According to canonical financial theory a firm's debt/equity split, or "capital structure", should have no effect on overall firm value. It's just different ways of slicing up the same money pie, in a common metaphor. But if you introduce tax deductions for debt payments, the equation changes. Then the theory predicts that a rational firm should load up on debt financing, in order to capture the benefit of the "interest tax shelter". If bankruptcy were not an issue, rational firms would move to ~100% debt financing in order to extract the largest possible subsidy. With bankruptcy a possibility, a rational firm loads up on debt until the marginal increase in bankruptcy risk outweighs the marginal benefit of the subsidy. But if imperfect managers underestimate bankruptcy risk during periods of stability, they may unwittingly (or purposefully, if there are agency problems) bring firms close to the brink, provoking traumatic failures when the gales of an untamed business cycle blow strong and hard. By covering a large fraction of corporate interest payments, the government effectively subsidizes financial risk-taking that serves no operational purpose but generates real social costs.

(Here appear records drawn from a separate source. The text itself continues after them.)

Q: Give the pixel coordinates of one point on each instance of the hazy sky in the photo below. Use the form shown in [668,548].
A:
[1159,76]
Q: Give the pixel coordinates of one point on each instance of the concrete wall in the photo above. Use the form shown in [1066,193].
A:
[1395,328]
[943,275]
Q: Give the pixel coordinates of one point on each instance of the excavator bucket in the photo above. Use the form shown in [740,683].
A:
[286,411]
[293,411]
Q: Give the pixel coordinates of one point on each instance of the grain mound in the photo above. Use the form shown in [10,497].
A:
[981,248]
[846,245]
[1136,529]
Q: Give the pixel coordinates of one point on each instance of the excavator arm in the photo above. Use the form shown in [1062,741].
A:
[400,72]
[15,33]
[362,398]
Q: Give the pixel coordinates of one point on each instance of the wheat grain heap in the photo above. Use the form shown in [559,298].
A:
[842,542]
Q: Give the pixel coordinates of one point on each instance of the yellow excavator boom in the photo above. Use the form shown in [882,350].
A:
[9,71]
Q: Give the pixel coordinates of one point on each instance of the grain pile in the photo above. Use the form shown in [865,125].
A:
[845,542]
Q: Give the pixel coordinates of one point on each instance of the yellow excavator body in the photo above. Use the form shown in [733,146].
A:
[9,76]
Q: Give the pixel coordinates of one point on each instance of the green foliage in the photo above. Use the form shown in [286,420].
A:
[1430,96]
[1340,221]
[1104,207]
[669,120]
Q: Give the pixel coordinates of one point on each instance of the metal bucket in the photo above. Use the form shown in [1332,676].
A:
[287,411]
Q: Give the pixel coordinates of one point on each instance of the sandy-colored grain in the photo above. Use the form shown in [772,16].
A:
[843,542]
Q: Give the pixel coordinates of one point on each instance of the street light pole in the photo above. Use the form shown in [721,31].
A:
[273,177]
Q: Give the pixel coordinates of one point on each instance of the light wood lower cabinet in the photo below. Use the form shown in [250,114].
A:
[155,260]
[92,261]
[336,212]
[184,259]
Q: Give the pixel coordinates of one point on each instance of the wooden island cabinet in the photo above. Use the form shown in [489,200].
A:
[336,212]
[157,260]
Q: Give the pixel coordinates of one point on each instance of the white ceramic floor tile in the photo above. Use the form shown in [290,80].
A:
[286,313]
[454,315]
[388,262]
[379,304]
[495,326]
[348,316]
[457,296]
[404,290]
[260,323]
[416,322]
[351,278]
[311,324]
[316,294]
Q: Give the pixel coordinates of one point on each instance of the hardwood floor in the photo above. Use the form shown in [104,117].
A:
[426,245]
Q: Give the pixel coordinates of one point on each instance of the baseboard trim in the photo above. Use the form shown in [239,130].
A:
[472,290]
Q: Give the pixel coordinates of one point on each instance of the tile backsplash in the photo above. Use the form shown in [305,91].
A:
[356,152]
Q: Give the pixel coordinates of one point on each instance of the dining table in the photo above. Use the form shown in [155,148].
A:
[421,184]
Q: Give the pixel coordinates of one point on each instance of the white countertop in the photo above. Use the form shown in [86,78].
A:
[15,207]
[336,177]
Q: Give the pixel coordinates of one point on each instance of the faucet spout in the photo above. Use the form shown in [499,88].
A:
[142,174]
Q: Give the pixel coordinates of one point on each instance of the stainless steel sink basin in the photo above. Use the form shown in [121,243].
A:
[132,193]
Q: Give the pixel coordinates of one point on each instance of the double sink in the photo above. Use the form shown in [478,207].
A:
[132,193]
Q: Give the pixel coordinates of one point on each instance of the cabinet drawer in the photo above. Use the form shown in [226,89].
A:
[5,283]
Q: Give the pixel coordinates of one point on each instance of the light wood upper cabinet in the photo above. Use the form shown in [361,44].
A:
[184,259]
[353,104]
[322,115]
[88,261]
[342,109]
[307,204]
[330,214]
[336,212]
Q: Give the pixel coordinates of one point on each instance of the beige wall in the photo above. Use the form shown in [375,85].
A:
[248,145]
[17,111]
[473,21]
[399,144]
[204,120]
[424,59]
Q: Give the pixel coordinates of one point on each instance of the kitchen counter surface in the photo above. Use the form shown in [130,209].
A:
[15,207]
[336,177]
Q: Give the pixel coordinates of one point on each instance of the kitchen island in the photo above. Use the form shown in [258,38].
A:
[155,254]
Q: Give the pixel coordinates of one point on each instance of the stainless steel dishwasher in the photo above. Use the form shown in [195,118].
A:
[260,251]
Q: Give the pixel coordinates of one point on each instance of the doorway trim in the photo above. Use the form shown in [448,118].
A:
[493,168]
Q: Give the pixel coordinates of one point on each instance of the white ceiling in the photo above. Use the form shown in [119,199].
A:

So, here's my proposal: Put payments to stockholders and payments to bondholders on a level playing field. Eliminate the tax deduction for business interest payments. I'm not sure how much extra revenue this would net the Treasury, but by ending a perverse incentive for firms and eliminating a large subsidy to the wizards of debt, it would pay off hugely in the form of a more stable corporate and financial environment.
Note: Another way to level the playing field between debt and equity financing would be to eliminate corporate taxation entirely. I'd be cool with that too, as long as it was accompanied by a tax increase elsewhere whose incidence is at least as progressive as the corporate tax. Actually, eliminating the corporate income tax while making up the difference with a surge in top income tax brackets would be a fine stealth bailout for stock markets, funded by really rich people. Stocks would instantly be more valuable! And really, if we are going to socialize the costs of our financial meltdown, shouldn't we socialize it disproportionately to the people who gave it to us?